I took this illustration from the mentioned paper, which deals with amplitude math, so I should refer you there for an explanation of the rather particular cycle time (π) and measurement units (ħ/A). The important thing here – in the context of this blog post, that is – is not the nitty-gritty but the basic idea of a quantum-mechanical two-state system. That basic idea is needed because the point that I want to make here is this: thinking that some system can be in two (discrete) physical states only may often be a bit of an idealization too. The system or whatever is that we are trying to describe might be in-between two states while oscillating between the two states, for example—or we may, perhaps, not be able to define the position of whatever it is that we are tracking—say, an atom or a nucleus in a molecule—because the idea of an atom or a nucleus might itself be quite fuzzy.

To explain what fuzziness might be in the context of physics, I often use the metaphor below: the propeller of the little plane is always somewhere, obviously—but the question is: where exactly? When the frequency of going from one place to another becomes quite high, the concept of an exact position becomes quite fuzzy.

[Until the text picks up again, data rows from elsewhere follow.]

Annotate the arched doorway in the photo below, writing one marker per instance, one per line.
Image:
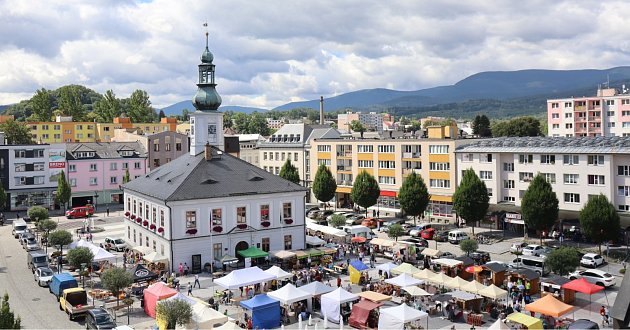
(242, 245)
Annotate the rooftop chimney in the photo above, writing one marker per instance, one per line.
(321, 110)
(207, 151)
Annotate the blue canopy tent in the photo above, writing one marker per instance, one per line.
(265, 311)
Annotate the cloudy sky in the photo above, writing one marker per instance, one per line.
(269, 53)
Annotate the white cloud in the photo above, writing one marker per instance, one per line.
(271, 53)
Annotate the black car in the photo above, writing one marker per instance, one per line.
(98, 318)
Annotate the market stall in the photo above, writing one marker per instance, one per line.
(399, 316)
(364, 315)
(265, 311)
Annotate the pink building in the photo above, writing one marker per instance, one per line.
(96, 170)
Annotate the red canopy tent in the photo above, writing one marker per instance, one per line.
(361, 312)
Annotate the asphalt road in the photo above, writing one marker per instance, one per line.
(37, 308)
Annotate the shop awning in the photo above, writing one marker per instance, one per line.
(253, 252)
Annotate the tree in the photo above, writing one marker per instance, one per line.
(599, 220)
(115, 280)
(80, 255)
(356, 126)
(414, 196)
(37, 213)
(324, 185)
(539, 206)
(174, 312)
(395, 231)
(64, 191)
(470, 199)
(337, 220)
(16, 133)
(563, 261)
(468, 245)
(289, 172)
(126, 177)
(365, 190)
(8, 320)
(41, 103)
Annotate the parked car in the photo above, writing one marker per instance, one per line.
(594, 276)
(591, 260)
(533, 250)
(43, 275)
(99, 318)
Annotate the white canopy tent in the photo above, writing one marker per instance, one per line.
(278, 273)
(403, 280)
(396, 317)
(289, 294)
(316, 288)
(331, 303)
(243, 277)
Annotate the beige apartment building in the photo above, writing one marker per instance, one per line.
(390, 160)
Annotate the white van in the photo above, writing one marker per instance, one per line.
(534, 263)
(456, 236)
(19, 227)
(361, 231)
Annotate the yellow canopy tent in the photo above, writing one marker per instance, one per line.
(531, 323)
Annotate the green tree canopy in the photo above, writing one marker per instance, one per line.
(471, 200)
(599, 220)
(365, 190)
(64, 191)
(563, 261)
(8, 320)
(290, 172)
(324, 185)
(115, 280)
(80, 255)
(539, 206)
(468, 245)
(414, 196)
(174, 312)
(16, 132)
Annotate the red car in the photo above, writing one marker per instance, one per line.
(428, 233)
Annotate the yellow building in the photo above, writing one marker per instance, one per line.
(390, 161)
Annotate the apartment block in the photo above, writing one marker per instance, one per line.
(606, 114)
(577, 168)
(390, 161)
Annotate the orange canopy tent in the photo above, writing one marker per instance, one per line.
(549, 305)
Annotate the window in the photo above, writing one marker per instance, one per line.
(596, 179)
(550, 177)
(387, 149)
(191, 219)
(548, 159)
(287, 211)
(264, 212)
(571, 178)
(386, 164)
(571, 159)
(485, 175)
(439, 166)
(288, 244)
(596, 160)
(571, 198)
(439, 183)
(525, 159)
(217, 217)
(387, 180)
(241, 215)
(438, 149)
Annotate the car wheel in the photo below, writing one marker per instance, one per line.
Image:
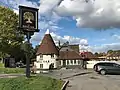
(102, 72)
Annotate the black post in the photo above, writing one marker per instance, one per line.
(28, 55)
(28, 23)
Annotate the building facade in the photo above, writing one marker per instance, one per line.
(50, 56)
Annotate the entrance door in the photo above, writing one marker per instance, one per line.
(64, 63)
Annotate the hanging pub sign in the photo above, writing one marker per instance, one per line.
(28, 19)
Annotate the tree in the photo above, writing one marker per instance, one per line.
(10, 38)
(110, 51)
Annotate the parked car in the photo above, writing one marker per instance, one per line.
(107, 68)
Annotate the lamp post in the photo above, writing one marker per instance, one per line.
(28, 24)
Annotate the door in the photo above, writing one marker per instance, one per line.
(64, 63)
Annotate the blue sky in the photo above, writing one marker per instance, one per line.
(93, 25)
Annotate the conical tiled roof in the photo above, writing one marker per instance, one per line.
(47, 46)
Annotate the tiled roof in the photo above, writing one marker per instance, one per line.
(47, 46)
(114, 54)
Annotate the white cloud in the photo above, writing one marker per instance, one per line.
(83, 42)
(117, 37)
(94, 14)
(37, 37)
(105, 47)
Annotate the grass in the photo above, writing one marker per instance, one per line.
(1, 65)
(12, 70)
(33, 83)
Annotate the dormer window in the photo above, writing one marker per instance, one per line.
(52, 55)
(41, 56)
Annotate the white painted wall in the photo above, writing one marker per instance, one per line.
(90, 64)
(46, 61)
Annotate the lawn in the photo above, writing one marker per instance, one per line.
(33, 83)
(12, 70)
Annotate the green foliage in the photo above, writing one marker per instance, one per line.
(1, 65)
(12, 70)
(10, 38)
(33, 83)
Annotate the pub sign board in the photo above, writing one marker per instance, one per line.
(28, 19)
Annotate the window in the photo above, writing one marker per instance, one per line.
(41, 65)
(67, 62)
(71, 61)
(52, 55)
(41, 56)
(74, 61)
(78, 61)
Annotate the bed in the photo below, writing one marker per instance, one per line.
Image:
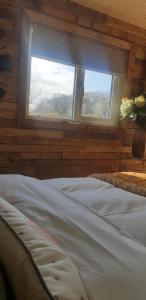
(96, 226)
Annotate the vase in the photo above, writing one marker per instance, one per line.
(138, 143)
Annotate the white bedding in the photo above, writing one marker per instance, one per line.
(101, 228)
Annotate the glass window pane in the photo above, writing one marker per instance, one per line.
(51, 89)
(97, 95)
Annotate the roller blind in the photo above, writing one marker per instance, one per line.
(71, 49)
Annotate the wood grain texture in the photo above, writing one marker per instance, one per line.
(80, 150)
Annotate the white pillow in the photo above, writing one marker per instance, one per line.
(37, 268)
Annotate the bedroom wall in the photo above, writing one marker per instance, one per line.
(43, 153)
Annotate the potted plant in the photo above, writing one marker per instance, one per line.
(135, 110)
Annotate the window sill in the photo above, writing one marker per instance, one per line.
(73, 128)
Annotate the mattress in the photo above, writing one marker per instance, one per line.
(101, 228)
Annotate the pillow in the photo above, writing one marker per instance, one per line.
(36, 266)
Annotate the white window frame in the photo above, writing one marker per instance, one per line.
(78, 93)
(30, 18)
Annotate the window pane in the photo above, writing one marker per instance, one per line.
(51, 89)
(97, 95)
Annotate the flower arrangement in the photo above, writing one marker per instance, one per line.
(135, 110)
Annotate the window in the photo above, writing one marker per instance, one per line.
(61, 91)
(69, 77)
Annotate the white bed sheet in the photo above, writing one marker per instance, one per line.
(101, 228)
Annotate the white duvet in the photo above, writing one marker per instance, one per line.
(101, 228)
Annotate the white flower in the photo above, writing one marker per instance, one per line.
(140, 101)
(126, 107)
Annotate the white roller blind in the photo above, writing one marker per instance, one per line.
(71, 49)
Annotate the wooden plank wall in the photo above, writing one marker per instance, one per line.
(46, 154)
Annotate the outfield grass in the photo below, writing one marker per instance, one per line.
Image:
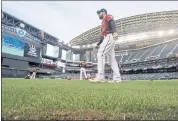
(64, 99)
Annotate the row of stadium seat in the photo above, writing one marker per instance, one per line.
(154, 52)
(150, 76)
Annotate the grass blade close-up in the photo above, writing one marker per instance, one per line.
(72, 99)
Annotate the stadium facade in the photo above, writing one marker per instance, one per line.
(148, 43)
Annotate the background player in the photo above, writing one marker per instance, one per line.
(107, 45)
(83, 70)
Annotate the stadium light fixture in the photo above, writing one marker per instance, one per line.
(2, 15)
(22, 25)
(171, 31)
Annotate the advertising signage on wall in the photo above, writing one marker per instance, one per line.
(48, 62)
(19, 33)
(31, 51)
(12, 45)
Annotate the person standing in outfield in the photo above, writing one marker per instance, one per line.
(106, 47)
(83, 70)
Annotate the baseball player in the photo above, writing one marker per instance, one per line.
(106, 47)
(83, 70)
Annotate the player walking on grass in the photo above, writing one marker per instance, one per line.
(106, 47)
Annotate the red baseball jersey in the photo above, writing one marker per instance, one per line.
(105, 25)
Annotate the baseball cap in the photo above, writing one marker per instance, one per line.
(102, 10)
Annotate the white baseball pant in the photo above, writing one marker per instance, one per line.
(83, 71)
(107, 49)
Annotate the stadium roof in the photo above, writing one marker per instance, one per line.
(134, 28)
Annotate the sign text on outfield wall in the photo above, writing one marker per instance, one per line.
(19, 32)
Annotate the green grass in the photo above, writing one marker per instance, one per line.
(64, 99)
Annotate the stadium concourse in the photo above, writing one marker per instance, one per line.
(147, 49)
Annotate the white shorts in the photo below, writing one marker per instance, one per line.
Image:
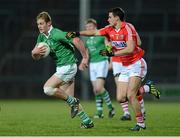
(117, 68)
(98, 69)
(67, 72)
(138, 69)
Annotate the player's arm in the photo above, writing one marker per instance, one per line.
(37, 52)
(82, 33)
(127, 50)
(84, 53)
(138, 40)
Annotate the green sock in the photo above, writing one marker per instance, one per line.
(107, 99)
(70, 100)
(84, 117)
(99, 104)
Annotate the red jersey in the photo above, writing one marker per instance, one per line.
(119, 38)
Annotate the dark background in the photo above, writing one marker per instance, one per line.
(157, 22)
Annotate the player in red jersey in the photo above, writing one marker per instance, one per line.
(124, 40)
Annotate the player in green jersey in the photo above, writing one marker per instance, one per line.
(98, 69)
(62, 52)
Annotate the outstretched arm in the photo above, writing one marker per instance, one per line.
(70, 35)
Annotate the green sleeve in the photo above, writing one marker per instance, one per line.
(61, 36)
(39, 39)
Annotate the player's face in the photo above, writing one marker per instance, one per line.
(90, 26)
(43, 26)
(112, 20)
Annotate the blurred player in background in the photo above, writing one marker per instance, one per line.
(62, 52)
(124, 40)
(98, 69)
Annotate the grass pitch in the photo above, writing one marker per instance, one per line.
(52, 117)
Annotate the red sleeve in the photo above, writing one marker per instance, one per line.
(128, 33)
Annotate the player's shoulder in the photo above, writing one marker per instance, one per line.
(130, 24)
(108, 27)
(57, 30)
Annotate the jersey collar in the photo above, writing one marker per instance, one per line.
(51, 27)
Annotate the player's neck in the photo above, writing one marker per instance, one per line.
(118, 25)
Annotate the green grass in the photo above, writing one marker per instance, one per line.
(52, 117)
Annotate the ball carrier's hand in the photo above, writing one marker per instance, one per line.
(70, 35)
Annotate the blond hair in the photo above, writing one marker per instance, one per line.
(44, 15)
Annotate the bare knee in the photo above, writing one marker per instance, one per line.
(50, 91)
(121, 99)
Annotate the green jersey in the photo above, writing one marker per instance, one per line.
(61, 49)
(94, 45)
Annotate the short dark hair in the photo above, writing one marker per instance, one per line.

The metaphor of a rapidly rotating propeller may also illustrate the fuzziness of the concept of mass or even energy: if we think of the propeller being pretty much everywhere, then it is also more useful to think in terms of some dynamically defined mass or energy density concept in the space it is, somehow, filling.

propeller This, then, should take some of the perceived harshness of my analyses away: I should not say the mainstream interpretation of quantum physics is all wrong and that states are either physical or logical: our models may inevitably have to mix a bit of the two! So, yes, I should be much more polite and say the mainstream interpretation prefers to leave things vague or unsaid, and that physicists should, therefore, be more precise and avoid hyping up stuff that can easily be explained in terms of common-sense physical interpretations.

Having said that, I think that only sounds slightly less polite, and I also continue to think some Nobel Prize awards did exactly that: they rewarded the invention of hyped-up concepts rather than true science, and so now we are stuck with these things. To be precise, I think the award of the 1933 Nobel Prize to Werner Heisenberg is a very significant example of this, and it was followed by others. I am not shy or ashamed when writing this because I know I am in rather good company thinking that. Unfortunately, not enough people dare to say what they really think, and that is that the Emperor may have no clothes.

That is sad, because there are effectively a lot of enthusiastic and rather smart people who try to understand physics but become disillusioned when they enroll in online or real physics courses: when asking too many questions, they are effectively told to just shut up and calculate. I also think John Baez’ Crackpot Index is, all too often, abused to defend mainstream mediocrity and Ivory Tower theorizing. At the same time, I promise my friendly critic I will think some more about my Angry 50-Year-Old Syndrome.

Perhaps I should take a break from quantum mechanics and study, say, chaos theory, or fluid dynamics—something else, some new math. I should probably also train to go up Mont Blanc again this year: I gained a fair amount of physical weight while doing all this mental exercise over the past few years, and I do intend to climb again—50-year-old or not. Let’s just call it AMS. 🙂 And, yes, I should also focus on my day job, of course! 🙂

However, I probably won’t get rid of the quantum physics virus any time soon. In fact, I just started exploring the QCD sector, and I am documenting this new journey in a new blog: Reading Einstein. Go have a look. 🙂

Post scriptum: The probability distribution for the cat’s death sentence is, technically, speaking a Poisson distribution (the name is easy to remember because it does not differ too much from the poison that is used). However, because we are modeling probabilities here, its parameters k and λ should be thought of as being very large. It, therefore, approaches a normal distribution. Quantum-mechanical amplitude math implicitly assumes we can use normal distributions to model state transitions (see my paper on Feynman’s Time Machine).